TL;DR
You're missing a couple of key concepts:
- The ephemeral nature of most artifacts in Scrum, as agile frameworks value "working software over comprehensive documentation."
- The concept of themes, which are are related (as opposed to large) user stories.
Tracking epics or themes as first-class data elements assumes that they can be fully-defined up front, and that they have intrinsic value. They can't, and they don't. Epics, themes, and even most "features" are all ephemeral byproducts of agile development, and are only useful in communicating about current or near-term work. Because agile development embraces change and assumes that a product will evolve over time, tracking historical work (or worse, legacy planning artifacts like epics) is generally done for political reasons rather than framework-related ones.
You should actively question the value in tracking in-progress or completed user stories. If you find you must track them, then the team should collaborate with the stakeholders to find the most effective way to do that in your unique context.
Question the Assumptions
In agile frameworks like Scrum, a working product is more important than comprehensive documentation. Living documentation that describes the current feature set is valuable, but tracking historical requirements and deltas from past iterations is a holdover from waterfall-like methodologies. While documentation like legacy backlog data is not entirely irrelevant, it shouldn't become an end unto itself. So, it's worth asking whether this data is useful in helping to produce a working product, or in inspecting the project's processes. If not, don't do it.
In many cases, the reason that teams want to do this in the first place is because stakeholders are really asking:
How much progress are we making towards Feature X or Release Target Y?
If that's the case for your stakeholders, this usually indicates one or more of the following Scrum implementation problems:
Insufficient framework training for stakeholders.
The Product Owner and Scrum Master should work with stakeholders to explain the process more effectively. The team should also highlight framework processes, artifacts, and events that can be used by stakeholders to evaluate the current status of the project, and the Scrum Team's progress towards the project's goals.
Lack of transparency or visibility.
The Scrum Team should inspect-and-adapt its artifacts and processes to determine why stakeholders don't feel they have full transparency, or lack visibility into the team's progress. Information radiators like the Product Backlog, Sprint Backlog, or Sprint Review might need to be improved. On the other hand, it may simply be the result of insufficient collaboration or communication between the Scrum Team members and stakeholders. This should be addressed as a core process issue, and may even belong on the Product Backlog to ensure it's treated as a priority with allocated resources.
Incomplete increments or missing Sprint Goals.
In Scrum, each Sprint should have a unified Sprint Goal that defines the potentially-shippable increment to be delivered. A Sprint Goal is required by the framework. If you lack a coherent Sprint Goal, not only are you not following Scrum properly, but you're forcing stakeholders and the Scrum Team to thrash around looking for proxy metrics like epic-tracing rather than focusing on the delivery of a coherent increment of work that is clearly done or not-done.
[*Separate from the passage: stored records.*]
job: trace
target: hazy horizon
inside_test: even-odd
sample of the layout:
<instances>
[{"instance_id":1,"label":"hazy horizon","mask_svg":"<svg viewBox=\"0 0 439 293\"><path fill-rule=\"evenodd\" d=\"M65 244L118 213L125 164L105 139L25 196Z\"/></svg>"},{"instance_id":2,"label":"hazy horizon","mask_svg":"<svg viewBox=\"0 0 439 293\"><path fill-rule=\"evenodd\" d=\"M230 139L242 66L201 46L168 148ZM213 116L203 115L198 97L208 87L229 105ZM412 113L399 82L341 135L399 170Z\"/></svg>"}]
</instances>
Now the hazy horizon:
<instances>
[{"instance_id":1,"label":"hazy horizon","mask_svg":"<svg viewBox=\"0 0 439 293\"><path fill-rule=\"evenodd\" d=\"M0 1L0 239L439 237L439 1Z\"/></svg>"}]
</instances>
A non-incremental or non-iterative approach to development.
Product development, especially in software, is never 100% complete. Trying to pre-plan future work is an agile anti-pattern, as Scrum should maximize the amount of work not done by focusing on delivering a coherent increment within a single Sprint. Stakeholders should expect to refine features over time. For example, one Sprint might deliver "basic login capability," while other Sprints deliver "enhanced user feedback for logins" and "account recovery" features.
In short, your question seems to assume that all work for a given feature can be known ahead of time, and work should be tracked against this "100% complete" status, including specific implementation details. This is entirely contrary to both agile theory and effective Scrum practice, so don't do that.
Track Against "Good Enough"
Each Sprint, the Scrum Team should be providing a coherent increment of work to stakeholders for review. Furthermore, after the first few Sprints, the product should always be in a potentially-releasable state after each Sprint. So, rather than tracking work against a big, upfront design, the Scrum Team and the stakeholders should be asking:
Is the current state of the product good enough to ship?
Part of this conversation may revolve around what's changed since the last time the product was reviewed. That's where the current Sprint Goal, completed features, and epics/themes addressed within the Sprint should be discussed. The goal isn't to evaluate how much remains to be done, though. The objective is to review:
- What has been accomplished or discovered this Sprint.
- Whether the product is good enough to ship as-is.
- Whether the product's feature set is good enough (or bad enough) to call a halt to further development.
- What refinements should be made in future.
- What changes or additions might need to be addressed in near-term Sprints.
Epics, themes, and stories are useful ways to organize work on Product and Sprint Backlogs, but they are not the measure of progress in Scrum. If the Scrum Team and the stakeholders can't evaluate whether the increment is a successful step towards the project's vision or goal without falling back on non-agile metrics like "percent done," then the cognitive framework the organization is applying to the project lacks the necessary empiricism for successful agile adoption. This should be addressed as a top priority.